The new storm sewer, which will run beneath Burlington Avenue from Elm Avenue east to Salt Creek, is part of a series of construction projects along the entire length of Burlington Avenue scheduled to begin in late 2023 and continue in phases through most of 2024.
The total cost of the storm sewer project alone is pegged at $1.8 million, with the village on the hook for funding the balance. Village Manager Timothy Wiberg said Brookfield intends to seek additional grant funding to help bring that number down.
“We’ll try to work with our local contacts at the West Central Municipal Conference for [federal] funds to get that cost down further,” said Wiberg, who credited Village Engineer Derek Treichel for the MWRD grant.
“It was his idea, his application,” Wiberg said. “I was very impressed on how quick the MWRD responded to us.”

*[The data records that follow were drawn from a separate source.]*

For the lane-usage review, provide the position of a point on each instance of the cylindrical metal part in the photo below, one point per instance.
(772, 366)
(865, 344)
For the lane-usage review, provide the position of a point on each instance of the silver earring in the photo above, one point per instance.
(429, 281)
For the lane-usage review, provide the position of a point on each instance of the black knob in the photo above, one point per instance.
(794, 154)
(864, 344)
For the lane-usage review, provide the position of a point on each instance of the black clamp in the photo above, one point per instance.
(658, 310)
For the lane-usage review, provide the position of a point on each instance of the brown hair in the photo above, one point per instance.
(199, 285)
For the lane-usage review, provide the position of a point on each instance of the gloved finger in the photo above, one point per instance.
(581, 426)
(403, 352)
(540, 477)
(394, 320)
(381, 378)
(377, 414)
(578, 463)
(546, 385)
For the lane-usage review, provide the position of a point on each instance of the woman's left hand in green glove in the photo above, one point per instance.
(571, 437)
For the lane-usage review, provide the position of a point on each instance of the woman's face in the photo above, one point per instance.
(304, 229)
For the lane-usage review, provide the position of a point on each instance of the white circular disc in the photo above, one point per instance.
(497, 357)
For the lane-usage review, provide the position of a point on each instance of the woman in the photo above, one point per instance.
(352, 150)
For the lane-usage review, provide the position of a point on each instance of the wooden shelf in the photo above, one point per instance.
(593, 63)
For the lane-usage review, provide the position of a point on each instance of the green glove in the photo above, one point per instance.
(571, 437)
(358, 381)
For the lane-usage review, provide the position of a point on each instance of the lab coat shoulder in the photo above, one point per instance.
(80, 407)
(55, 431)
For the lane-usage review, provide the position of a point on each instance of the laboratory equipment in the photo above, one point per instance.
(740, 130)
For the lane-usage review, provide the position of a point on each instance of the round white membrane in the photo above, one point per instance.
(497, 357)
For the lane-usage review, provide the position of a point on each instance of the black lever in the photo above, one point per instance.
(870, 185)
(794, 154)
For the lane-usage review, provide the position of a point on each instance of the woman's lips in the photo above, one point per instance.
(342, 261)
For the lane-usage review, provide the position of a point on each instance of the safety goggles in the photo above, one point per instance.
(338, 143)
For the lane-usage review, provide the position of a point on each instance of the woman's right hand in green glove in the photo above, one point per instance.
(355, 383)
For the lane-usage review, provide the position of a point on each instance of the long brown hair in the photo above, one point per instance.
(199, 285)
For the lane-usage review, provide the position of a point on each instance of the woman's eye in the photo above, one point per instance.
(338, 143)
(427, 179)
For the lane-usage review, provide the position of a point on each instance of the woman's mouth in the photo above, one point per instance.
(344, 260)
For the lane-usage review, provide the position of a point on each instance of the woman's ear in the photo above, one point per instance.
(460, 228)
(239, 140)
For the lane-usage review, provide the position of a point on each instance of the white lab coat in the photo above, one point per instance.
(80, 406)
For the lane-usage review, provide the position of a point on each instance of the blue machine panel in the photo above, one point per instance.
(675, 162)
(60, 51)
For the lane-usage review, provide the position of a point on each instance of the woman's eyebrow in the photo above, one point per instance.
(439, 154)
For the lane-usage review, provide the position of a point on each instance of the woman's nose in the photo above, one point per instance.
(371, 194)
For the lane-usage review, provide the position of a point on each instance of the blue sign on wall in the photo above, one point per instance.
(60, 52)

Treichel submitted the application to the MWRD in January, asking for funds the agency had set aside for “shovel ready” projects. Brookfield’s storm sewer project was one of six approved for a total of $19.3 million in grant funding at the MWRD Board of Commissioners meeting on April 6.
According to Treichel, the village will approach the WCMC in late 2023 or early 2024 for contingency funding for the balance of the storm sewer cost. While the village has been awarded contingency funds in the past, they may or may not be available next year.

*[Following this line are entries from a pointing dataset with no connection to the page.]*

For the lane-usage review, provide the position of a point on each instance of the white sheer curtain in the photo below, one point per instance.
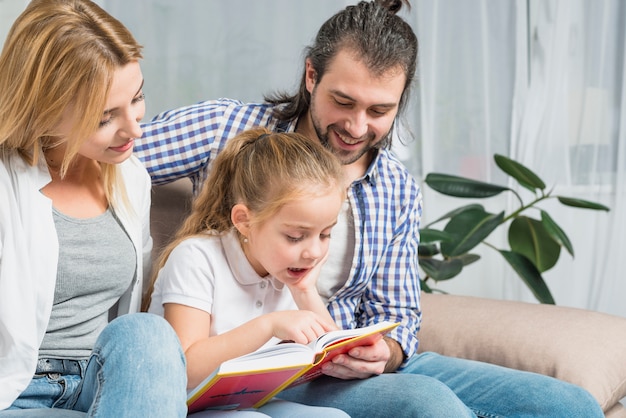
(541, 81)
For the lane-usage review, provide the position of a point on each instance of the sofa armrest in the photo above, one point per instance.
(579, 346)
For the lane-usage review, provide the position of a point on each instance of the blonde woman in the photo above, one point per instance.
(74, 224)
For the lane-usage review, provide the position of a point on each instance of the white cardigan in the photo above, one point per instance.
(29, 256)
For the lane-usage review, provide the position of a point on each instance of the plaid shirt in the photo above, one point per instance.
(386, 204)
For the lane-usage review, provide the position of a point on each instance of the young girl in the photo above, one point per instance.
(242, 269)
(74, 224)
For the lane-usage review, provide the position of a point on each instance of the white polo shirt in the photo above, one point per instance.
(212, 273)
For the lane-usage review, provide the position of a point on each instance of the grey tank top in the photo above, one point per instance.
(97, 263)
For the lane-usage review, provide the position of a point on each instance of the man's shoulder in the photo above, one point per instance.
(212, 109)
(390, 168)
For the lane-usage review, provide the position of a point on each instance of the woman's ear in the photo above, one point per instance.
(240, 217)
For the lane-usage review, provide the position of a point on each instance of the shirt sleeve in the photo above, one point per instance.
(186, 278)
(179, 143)
(393, 293)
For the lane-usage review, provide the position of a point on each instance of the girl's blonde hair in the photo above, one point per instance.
(262, 170)
(60, 53)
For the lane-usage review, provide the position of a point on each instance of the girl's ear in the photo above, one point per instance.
(240, 217)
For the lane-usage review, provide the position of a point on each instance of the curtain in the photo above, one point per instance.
(540, 81)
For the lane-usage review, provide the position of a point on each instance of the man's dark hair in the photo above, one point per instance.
(372, 30)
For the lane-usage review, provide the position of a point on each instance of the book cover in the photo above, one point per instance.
(253, 379)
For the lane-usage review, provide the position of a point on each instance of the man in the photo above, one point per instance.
(356, 81)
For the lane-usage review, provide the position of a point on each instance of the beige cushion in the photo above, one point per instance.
(579, 346)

The new storm sewer will range in diameter from 18 to 46 inches and will discharge into Salt Creek via a new outfall. That storm water discharge will also route through a water quality treatment structure, which will separate out solid materials, to be located under Burlington Avenue at Grove Avenue.
The storm sewer project will be put out to bid in late 2023 along with a major reconstruction/resurfacing project for Burlington Avenue. Both projects will be done in phases throughout the 2024 construction season.

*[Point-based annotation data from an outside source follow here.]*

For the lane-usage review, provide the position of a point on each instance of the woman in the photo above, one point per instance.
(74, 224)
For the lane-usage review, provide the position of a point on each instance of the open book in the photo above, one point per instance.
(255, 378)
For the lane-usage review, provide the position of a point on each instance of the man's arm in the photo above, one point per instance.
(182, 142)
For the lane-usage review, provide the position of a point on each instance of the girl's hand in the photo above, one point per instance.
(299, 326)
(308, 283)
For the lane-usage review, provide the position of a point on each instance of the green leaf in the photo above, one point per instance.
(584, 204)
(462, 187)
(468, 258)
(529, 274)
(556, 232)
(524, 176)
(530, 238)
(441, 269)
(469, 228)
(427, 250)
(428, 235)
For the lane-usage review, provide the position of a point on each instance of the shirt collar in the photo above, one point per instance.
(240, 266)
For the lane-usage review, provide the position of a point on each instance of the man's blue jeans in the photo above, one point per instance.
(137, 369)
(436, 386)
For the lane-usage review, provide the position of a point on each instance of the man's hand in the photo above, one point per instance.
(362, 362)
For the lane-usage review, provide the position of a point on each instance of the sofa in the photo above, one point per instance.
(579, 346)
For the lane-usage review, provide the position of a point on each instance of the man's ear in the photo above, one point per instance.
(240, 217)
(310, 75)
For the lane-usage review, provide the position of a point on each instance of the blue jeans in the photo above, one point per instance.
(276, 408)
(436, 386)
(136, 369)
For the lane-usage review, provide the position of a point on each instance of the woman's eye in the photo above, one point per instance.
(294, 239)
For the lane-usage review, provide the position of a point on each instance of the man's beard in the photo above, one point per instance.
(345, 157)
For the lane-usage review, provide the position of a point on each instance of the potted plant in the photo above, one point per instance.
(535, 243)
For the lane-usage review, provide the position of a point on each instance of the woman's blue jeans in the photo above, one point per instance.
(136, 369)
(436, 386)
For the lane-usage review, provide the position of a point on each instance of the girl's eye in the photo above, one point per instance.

Prior to work commencing next March, according to Treichel, village officials will host a meeting for residents and business owners along the street to get a sense of the phasing and disruption.
The largest disruption will be to the section of Burlington Avenue between Prairie and Maple avenues, which overlaps with the storm sewer project and includes a full reconstruction of Burlington Avenue, which will be widened by 8 feet in that stretch.
Burlington Avenue from Deyo Avenue to DuBois Boulevard will also be reconstructed, but it will not be widened. Plans do call, however, for realigning the DuBois/Burlington intersection to remove the island from the street in front of the Congress Park Metra station.
The village has already received $2.25 million in federal funding through the WCMC for the road reconstruction portion of the project.
New section of water main
Prior to the sewer/road work commencing in 2024, the village plans to install a new water main under the south sidewalk of Burlington Avenue to DuBois Boulevard and extend it under the east sidewalk of the 4000 block of DuBois Boulevard to Ogden Avenue.
The village has applied for a low-interest loan from the Illinois Environmental Protection Agency to fund the $655,000 project, and Brookfield should hear whether or not they’re receiving a loan next month.
If the village obtains an IEPA loan, Treichel said the water main project could start as early as October 2023.
Treichel said he has had no update from the Burlington Northern-Santa Fe Railroad on when they might begin reconstruction of the retaining wall on the south side of their right-of-way for the Congress Park Metra platform.
The railroad had indicated last year that they planned to commence work in 2023.